I thought I’d start this exercise by looking at some book covers. First up, a book by Helen Simpson, which I picked out because it’s a ‘hand illustrated’ cover, with even the typography hand drawn. It’s a ‘trendy’ kind of design rather than classic, and a lot of book covers have adopted this kind of look. It appeals to the home made vintage zeitgeist, and appeals to me because it feels like an effect I could achieve myself!
. The following three book covers use manipulated photos to one degree or another, in fact lots of book covers these days use photo manipulation. It’s interested that Fugitive Pieces and Edgelands use photos in quite an abstract kind of way, which succeed in drawing you in, because the images contain questions unanswered.
. The Purple Hibiscus is more conventional, but still has some characteristics of the previous two covers, that is that it divides up the cover into parts, not as obviously, but nonetheless does so.
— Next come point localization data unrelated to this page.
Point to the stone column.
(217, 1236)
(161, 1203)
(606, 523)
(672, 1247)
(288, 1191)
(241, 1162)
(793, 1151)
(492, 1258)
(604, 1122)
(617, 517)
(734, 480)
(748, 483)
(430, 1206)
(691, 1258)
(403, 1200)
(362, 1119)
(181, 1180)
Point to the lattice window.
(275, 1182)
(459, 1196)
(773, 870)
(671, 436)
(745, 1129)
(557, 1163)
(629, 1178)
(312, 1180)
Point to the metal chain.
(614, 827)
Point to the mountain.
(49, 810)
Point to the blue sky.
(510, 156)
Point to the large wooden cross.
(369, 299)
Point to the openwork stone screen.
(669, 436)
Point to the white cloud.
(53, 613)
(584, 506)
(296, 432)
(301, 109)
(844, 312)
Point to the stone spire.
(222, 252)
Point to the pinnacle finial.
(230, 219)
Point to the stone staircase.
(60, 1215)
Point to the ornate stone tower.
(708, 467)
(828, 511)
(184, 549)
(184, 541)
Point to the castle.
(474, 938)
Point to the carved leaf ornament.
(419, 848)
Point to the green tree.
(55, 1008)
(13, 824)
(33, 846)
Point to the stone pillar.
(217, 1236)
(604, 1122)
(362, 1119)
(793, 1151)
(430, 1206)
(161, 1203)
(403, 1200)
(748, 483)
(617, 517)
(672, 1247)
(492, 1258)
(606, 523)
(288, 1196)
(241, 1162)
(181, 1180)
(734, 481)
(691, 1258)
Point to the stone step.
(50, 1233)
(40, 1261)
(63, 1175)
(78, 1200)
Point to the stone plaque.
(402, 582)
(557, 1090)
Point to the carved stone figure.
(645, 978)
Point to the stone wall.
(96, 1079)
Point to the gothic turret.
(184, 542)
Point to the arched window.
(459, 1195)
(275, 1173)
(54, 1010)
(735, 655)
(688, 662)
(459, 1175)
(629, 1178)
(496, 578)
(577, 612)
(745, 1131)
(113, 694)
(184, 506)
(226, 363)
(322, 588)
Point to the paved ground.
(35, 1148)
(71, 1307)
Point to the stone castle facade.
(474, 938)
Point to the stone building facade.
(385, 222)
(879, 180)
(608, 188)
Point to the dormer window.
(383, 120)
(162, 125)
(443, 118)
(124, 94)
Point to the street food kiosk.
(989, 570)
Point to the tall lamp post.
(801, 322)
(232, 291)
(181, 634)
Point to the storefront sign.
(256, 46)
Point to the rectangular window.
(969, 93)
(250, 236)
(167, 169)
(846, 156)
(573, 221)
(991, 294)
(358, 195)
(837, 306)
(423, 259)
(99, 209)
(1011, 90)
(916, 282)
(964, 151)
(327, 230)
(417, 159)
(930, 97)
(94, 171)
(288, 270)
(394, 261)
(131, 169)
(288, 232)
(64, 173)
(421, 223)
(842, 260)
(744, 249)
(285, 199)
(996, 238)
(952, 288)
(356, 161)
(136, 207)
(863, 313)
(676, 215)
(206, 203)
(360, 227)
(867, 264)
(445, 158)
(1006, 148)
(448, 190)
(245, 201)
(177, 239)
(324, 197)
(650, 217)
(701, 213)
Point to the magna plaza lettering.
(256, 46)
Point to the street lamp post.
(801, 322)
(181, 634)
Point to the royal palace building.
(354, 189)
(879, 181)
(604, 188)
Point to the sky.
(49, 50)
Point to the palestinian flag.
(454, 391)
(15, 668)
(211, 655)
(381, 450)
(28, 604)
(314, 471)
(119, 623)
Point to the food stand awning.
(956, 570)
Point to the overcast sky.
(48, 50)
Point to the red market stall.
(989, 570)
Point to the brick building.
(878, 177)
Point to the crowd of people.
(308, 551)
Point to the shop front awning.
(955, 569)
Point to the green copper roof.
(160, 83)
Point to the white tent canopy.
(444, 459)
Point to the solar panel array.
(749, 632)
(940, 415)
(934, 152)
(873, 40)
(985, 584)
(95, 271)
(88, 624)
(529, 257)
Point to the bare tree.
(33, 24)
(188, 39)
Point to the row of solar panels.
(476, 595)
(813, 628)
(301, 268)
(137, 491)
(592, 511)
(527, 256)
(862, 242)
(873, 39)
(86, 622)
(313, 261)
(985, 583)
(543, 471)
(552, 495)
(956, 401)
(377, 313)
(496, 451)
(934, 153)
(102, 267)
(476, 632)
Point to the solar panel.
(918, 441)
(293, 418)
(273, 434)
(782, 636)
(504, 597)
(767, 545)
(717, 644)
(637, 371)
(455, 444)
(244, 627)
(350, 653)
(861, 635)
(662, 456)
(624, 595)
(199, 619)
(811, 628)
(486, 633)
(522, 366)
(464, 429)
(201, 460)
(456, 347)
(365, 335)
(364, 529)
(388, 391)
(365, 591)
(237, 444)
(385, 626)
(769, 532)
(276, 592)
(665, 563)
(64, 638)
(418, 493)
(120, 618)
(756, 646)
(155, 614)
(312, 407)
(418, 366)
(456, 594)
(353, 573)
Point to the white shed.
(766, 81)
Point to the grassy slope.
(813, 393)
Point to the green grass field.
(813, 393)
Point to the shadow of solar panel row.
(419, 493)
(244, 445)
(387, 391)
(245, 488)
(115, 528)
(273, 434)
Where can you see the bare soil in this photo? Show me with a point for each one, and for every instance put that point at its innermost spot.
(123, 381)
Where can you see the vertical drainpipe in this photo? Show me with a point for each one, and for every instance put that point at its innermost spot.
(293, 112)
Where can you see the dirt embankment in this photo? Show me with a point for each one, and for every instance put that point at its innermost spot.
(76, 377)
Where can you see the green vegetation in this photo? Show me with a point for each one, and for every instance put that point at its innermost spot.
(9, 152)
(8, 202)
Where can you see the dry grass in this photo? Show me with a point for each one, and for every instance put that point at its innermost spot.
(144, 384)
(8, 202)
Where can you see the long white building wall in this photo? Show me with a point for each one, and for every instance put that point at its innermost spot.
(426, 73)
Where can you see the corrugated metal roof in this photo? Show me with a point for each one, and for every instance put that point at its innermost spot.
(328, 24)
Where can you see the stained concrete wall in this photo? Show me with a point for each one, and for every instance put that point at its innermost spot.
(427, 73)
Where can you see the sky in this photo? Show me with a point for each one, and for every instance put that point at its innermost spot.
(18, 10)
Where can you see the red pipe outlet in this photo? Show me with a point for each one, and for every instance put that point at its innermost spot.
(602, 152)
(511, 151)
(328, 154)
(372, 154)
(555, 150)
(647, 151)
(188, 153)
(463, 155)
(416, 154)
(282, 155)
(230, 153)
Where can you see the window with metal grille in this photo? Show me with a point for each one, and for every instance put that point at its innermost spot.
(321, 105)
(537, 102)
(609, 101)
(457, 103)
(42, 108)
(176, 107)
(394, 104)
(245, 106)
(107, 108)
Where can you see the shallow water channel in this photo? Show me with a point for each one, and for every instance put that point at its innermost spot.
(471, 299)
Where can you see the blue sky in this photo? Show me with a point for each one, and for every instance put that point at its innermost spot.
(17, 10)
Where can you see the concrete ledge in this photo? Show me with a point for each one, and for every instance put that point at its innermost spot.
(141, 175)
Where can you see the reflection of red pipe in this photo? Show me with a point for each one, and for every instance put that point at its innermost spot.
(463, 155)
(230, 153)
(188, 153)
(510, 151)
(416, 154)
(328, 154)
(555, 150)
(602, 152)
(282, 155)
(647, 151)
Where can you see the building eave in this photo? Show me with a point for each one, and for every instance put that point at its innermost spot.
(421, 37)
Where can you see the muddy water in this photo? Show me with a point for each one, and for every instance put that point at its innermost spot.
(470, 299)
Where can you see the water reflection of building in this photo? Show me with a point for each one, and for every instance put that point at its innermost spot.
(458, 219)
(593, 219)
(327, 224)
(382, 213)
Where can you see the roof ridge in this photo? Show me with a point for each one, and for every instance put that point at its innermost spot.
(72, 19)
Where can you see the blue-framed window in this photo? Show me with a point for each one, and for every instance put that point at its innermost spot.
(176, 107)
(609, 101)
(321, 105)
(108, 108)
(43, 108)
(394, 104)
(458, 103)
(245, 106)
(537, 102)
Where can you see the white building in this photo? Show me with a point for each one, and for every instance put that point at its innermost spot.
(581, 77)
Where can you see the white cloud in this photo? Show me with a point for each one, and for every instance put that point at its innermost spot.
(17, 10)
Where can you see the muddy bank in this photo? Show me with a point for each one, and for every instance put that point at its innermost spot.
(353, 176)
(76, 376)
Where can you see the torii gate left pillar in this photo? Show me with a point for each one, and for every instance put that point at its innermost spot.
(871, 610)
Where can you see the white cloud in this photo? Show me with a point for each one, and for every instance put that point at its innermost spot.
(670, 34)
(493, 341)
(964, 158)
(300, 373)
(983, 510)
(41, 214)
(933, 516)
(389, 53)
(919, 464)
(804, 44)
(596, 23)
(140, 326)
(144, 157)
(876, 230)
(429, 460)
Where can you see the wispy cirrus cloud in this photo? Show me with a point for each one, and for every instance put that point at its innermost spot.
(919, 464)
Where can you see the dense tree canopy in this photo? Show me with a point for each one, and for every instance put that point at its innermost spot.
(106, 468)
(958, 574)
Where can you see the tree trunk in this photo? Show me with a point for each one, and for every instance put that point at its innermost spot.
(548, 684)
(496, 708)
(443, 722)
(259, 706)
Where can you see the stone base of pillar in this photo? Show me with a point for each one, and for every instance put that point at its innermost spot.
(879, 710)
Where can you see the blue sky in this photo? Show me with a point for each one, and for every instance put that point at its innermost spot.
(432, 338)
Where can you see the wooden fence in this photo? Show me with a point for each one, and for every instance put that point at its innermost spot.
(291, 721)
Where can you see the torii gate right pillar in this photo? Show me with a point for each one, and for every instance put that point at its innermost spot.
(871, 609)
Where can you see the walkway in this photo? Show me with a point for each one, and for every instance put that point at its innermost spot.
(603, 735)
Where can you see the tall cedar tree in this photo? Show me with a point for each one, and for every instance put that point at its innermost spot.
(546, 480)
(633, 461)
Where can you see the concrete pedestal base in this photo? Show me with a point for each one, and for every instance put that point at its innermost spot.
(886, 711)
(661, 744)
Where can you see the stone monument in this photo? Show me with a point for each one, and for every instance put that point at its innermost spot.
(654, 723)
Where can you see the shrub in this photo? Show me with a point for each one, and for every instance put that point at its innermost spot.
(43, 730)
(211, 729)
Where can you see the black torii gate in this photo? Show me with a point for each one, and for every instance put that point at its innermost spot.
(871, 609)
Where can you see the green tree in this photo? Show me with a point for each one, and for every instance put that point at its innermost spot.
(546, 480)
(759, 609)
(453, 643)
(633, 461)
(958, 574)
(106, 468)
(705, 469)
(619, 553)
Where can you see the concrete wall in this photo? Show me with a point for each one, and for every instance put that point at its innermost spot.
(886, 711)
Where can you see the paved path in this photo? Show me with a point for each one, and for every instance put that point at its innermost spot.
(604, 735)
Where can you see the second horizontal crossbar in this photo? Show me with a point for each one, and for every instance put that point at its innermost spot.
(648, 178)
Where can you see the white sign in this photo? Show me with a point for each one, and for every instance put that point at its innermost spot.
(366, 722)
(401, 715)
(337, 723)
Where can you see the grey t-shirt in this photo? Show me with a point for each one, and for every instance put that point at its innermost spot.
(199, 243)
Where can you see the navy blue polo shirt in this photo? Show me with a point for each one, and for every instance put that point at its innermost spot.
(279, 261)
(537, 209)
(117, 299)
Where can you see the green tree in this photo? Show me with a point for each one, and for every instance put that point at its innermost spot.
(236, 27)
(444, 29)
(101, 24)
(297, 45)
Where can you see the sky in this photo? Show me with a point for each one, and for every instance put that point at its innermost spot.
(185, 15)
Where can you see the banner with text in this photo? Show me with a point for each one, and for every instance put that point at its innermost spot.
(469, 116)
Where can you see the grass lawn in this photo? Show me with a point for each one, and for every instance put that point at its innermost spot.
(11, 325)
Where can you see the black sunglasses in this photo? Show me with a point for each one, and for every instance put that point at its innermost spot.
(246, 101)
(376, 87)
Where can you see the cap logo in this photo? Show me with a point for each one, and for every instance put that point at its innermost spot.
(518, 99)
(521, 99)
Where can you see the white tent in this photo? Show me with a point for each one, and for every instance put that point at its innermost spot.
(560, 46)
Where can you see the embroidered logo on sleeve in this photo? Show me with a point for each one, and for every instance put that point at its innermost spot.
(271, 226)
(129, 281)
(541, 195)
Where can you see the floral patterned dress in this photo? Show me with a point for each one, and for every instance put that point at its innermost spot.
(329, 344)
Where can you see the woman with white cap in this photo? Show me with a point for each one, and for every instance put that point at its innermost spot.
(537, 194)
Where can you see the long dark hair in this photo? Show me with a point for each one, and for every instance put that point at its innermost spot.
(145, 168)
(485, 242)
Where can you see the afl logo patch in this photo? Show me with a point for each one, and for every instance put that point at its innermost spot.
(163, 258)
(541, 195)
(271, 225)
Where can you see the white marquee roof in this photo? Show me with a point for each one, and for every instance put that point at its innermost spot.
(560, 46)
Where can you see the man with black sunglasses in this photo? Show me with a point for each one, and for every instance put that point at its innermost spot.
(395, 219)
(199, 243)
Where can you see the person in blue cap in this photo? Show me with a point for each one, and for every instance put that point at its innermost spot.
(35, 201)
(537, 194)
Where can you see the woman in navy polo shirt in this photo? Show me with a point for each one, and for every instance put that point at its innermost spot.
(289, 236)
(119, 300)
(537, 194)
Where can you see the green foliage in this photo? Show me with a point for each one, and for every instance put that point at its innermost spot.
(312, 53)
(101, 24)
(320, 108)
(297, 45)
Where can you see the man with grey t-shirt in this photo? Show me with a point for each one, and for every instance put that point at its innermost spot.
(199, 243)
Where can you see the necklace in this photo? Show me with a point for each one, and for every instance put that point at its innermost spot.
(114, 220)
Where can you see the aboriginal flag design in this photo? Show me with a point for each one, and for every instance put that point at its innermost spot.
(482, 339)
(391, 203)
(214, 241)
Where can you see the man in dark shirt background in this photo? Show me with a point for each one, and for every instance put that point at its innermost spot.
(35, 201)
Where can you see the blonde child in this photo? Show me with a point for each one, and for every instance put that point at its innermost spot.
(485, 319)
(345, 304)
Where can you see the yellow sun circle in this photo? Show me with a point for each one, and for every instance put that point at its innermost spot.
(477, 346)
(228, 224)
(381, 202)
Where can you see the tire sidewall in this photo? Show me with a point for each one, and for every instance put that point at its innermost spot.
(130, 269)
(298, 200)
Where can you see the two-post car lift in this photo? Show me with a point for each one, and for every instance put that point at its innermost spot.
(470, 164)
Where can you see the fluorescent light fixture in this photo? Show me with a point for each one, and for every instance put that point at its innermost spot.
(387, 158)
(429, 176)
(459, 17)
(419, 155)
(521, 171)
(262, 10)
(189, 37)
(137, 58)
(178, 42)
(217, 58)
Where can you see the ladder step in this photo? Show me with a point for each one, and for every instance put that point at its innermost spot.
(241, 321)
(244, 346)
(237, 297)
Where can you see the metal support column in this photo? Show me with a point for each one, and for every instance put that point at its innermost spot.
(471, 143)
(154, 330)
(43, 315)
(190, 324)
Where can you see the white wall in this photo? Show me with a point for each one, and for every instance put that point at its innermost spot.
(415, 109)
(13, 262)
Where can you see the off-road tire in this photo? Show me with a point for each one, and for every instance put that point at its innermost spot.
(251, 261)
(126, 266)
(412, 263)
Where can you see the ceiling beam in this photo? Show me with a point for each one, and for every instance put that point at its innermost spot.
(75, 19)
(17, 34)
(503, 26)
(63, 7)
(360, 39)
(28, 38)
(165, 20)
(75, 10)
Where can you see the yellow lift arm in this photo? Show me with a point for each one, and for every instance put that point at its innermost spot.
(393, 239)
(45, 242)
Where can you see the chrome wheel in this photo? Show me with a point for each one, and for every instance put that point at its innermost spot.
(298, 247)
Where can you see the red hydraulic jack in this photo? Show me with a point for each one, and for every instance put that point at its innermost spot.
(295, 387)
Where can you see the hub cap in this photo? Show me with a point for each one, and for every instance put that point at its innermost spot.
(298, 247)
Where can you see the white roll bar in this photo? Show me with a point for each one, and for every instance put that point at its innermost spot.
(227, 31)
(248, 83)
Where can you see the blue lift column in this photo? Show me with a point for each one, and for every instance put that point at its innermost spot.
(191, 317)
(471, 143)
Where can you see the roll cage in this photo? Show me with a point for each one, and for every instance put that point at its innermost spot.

The typography in all cases is in a contrasting colour or tone to the photo background. The final two covers also have images to draw you in, the McNulty cover I think a mixture of photo and drawing, with a figures overlaid with a map. This is a fairly literal interpretation of the book title, but still, on first glance raises the question of why there is a map on this man’s back, but is answered before you open the book. The next example is really simple with a gestural style. Clean, simple and classic. I like the white wrapping round onto the spine.
Finally this cover uses photos in a fairly abstract way, to create texture, but again is a fairly literal interpretation of the book title: Last Orders. It also, again, divides the cover up into separate areas, providing spaces for the title and the author, in different boxed off areas.
. All of these give me the idea that whatever I do I should keep it simple, use a contrasting tone for the typography, that it’s possible to divide the cover in half, or into three parts, and that I can use manipulated photos or illustration, and that for a classic contemporary design, it needs to be clean and simple, probably with a simple font.